Near the shore the water was predictably murky with perhaps 8-10 feet of visibility. Still, Emma was thrilled to spot a moray eel almost immediately (his mouthful of teeth scared her a little), and numerous colorful reef fish. Visibility improved about 100 feet offshore, and with the educational video still fresh in her mind, Emma was extremely careful not to step down or touch the coral.

While she was on the shore resting, I went out past the wave break, maybe 200 yards offshore, and found slightly clearer water and a wider variety of fish. I also spotted a small Green Sea Turtle (called honu by Hawaiians) and watched him eat algae off the coral for a few minutes. Of course Emma couldn’t pass up on this, so I took her out to the deeper water and we spotted another, slightly larger sea turtle. By all accounts, it was a very successful couple of hours of snorkeling.

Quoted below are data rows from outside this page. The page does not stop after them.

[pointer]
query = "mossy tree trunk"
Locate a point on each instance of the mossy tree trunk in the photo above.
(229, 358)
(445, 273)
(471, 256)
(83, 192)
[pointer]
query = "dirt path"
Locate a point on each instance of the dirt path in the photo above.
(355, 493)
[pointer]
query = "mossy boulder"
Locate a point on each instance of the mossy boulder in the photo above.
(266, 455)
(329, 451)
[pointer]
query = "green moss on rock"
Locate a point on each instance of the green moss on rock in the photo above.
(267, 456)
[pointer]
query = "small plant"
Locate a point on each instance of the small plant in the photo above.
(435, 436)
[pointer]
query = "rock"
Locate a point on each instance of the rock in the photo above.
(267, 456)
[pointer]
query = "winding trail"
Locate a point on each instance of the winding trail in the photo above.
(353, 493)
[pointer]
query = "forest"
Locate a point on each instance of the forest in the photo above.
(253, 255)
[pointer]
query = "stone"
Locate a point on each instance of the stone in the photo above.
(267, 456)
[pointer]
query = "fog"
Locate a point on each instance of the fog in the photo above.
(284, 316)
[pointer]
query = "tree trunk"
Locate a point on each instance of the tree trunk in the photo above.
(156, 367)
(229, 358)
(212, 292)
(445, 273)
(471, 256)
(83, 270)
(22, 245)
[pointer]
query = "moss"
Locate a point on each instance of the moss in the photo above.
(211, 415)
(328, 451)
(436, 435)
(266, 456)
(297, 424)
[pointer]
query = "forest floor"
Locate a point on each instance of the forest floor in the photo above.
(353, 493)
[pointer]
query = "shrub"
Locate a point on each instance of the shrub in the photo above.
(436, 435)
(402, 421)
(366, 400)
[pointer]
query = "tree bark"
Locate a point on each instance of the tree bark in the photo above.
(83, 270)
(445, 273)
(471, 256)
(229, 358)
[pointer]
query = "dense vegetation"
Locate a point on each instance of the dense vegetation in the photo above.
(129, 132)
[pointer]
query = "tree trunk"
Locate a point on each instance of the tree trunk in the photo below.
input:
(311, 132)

I read a Dave Barry essay once where he described visiting the ocean and not going underwater as being like going to the circus and just watching the outside of the Big Top. It’s true. Under the sea is the real show, full of incredible creatures and tiny dramas. I watched a school of Convict fish swarming coral areas for food, while a solitary little brown fish bravely attacked them one at a time to drive them away from his territory. I watched a moray eel swim slowly in and out of his little cave, baring his menacing teeth. Little yellow tangs swam timidly below me, while a green sea turtle placidly bounced from one coral outcrop to another. There were strange things buried in the sand and deep in coral caves that we only spotted because they moved. And yet from the shore it was just another beautiful Hawaiian beach.

We get looks from people because we snorkel in our shorty wetsuits. Nobody else does. Most people don’t bring their own gear, either, preferring to rent it from Snorkel Bob’s or (in this case) right at the beach. So we stand out when we arrive bearing all our stuff, but I don’t mind. Wearing the wetsuits gives added protection against scrapes or possible stings, plus protection against the sun, plus added flotation, plus we can stay in the water much longer.

The water is warm enough to snorkel or swim without a wetsuit, certainly. It’s running around 75-80 degrees right now, and even warmer next to the shore. But far out, past the break, I could reach down and find my hand on the cold side of a thermocline, which felt about 10 degrees colder. Very few people other than me ventured out there, and they didn’t stay long. But that’s where we found the sea turtles. Sometimes a little extra effort gets you a big bonus.

2 Responses to “Hanauma Bay snorkeling”

  1. jay and Cherie Guerin (Antique Pedalers) Says:

    I lived at Hickam for two years as a youngster when my father was a resident surgeon at Tripler Gen. Hospital. We lived in quarters with a bullet hole over the front door. I used to watch the ships come and go through Pearl Harbor from my bedroom window. There was a two lane road to Honolulu back then.

    Last time time I was there, the road was replaced with six lanes.

    So sad!

  2. Lois Grebowski Says:

    What a wonderful education Miss Emma is getting! As a child I dreamed of being part of Jacques Cousteau’s dive team… I loved the colors of the sea life – the coral, bright fish, etc. Emma is a lucky young lady to be seeing our beautiful country in such a fun way.

    BTW, great job on the winter 2007 issue. Major, major kudos!
    Now I want to go winter snow camping! LOL!